A comparison of the effects of dietary cadmium on heart and kidney antioxidant enzymes: Evidence for the greater vulnerability of the heart to cadmium toxicity

Abstract
This study demonstrates the greater susceptibility of the heart as compared to the kidney to cadmium in the presence of high dietary selenium. Male weanling rats were fed an adequate-copper low-selenium feed supplemented with 0, 10 or 50 ppm copper with or without 50 ppm dietary cadmium for 7 weeks. All rats received 0.5 ppm selenium in their drinking water.
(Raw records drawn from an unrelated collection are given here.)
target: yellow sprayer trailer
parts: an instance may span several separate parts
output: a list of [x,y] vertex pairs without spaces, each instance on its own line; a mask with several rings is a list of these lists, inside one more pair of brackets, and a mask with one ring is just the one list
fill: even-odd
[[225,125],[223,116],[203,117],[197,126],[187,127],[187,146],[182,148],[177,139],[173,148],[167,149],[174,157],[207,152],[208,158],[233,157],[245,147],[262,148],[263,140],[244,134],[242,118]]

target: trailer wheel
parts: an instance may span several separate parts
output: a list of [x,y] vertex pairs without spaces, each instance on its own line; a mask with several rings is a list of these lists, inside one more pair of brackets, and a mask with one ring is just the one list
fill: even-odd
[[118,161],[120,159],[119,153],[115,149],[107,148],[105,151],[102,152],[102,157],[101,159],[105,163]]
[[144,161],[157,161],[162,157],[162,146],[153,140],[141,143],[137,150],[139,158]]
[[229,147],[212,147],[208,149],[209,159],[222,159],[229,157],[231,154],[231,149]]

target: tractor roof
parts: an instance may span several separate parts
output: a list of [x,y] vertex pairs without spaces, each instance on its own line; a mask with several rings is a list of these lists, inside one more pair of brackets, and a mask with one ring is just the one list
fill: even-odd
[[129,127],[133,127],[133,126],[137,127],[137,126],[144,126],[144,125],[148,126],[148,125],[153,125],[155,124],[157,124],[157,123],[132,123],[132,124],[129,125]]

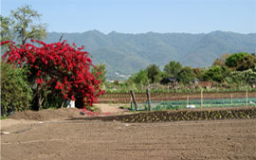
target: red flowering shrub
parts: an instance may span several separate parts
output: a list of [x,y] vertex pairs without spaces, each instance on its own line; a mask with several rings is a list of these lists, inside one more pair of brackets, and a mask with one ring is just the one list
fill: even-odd
[[[31,40],[34,42],[34,40]],[[64,99],[82,98],[83,103],[92,106],[103,91],[100,88],[101,80],[90,72],[92,64],[89,53],[82,47],[70,46],[66,41],[46,44],[35,41],[41,46],[26,44],[16,46],[12,42],[3,59],[16,66],[28,67],[28,74],[36,78],[39,87],[60,91]],[[85,107],[85,106],[83,106]]]

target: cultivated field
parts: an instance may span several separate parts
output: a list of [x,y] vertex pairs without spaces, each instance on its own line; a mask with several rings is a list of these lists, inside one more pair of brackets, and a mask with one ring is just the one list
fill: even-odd
[[1,135],[2,159],[256,159],[255,118],[126,123],[61,117],[3,120],[1,133],[10,133]]

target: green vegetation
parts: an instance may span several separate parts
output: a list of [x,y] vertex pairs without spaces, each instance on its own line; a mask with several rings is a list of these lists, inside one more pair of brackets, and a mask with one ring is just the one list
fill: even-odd
[[12,65],[1,62],[1,115],[30,109],[32,90],[28,84],[27,70],[12,69]]
[[20,44],[25,44],[29,39],[44,40],[46,37],[46,25],[35,25],[35,21],[40,20],[41,16],[27,5],[11,10],[10,17],[13,24],[10,28]]

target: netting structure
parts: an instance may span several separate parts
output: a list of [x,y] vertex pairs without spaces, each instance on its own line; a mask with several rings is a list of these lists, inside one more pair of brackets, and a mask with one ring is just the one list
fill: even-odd
[[[131,110],[136,110],[131,101]],[[187,98],[167,101],[150,101],[152,111],[177,110],[186,108],[224,108],[224,107],[256,107],[256,98]],[[149,102],[137,104],[137,111],[148,111]]]

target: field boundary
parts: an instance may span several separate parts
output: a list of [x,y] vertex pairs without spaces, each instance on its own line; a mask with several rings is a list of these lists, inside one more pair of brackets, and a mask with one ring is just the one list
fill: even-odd
[[70,120],[102,120],[136,122],[164,122],[215,119],[250,119],[256,118],[255,107],[214,108],[214,109],[182,109],[174,111],[140,112],[127,115],[106,116],[74,117]]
Cadmium treatment resulted in histopathological lesions in the heart, but not in the kidney. Although cadmium treatment resulted in more extensive effects on glutathione peroxidase and superoxide dismutase in the heart as compared to the kidney, no increase in peroxidation was noted in either organ, suggesting that cadmium cardiotoxicity can be dissociated from tissue peroxidation. Mean cadmium concentrations in the heart ranged from 0.55 to 1.22 μg cadmium g−1 tissue, wet weight, and in the kidney from 11.53 to 21.04 μg cadmium g−1 tissue, wet weight, and in the kidney from 11.53 to 21.04 μg cadmium g−1 tissue, wet weight. In both tissues examined, cadmium levels were influenced by dietary copper and heart cadmium concentrations did not correlate with either the biochemical or histological lesions observed. Thus, tissue cadmium levels alone may not be adequate for predicting cadmium toxicity.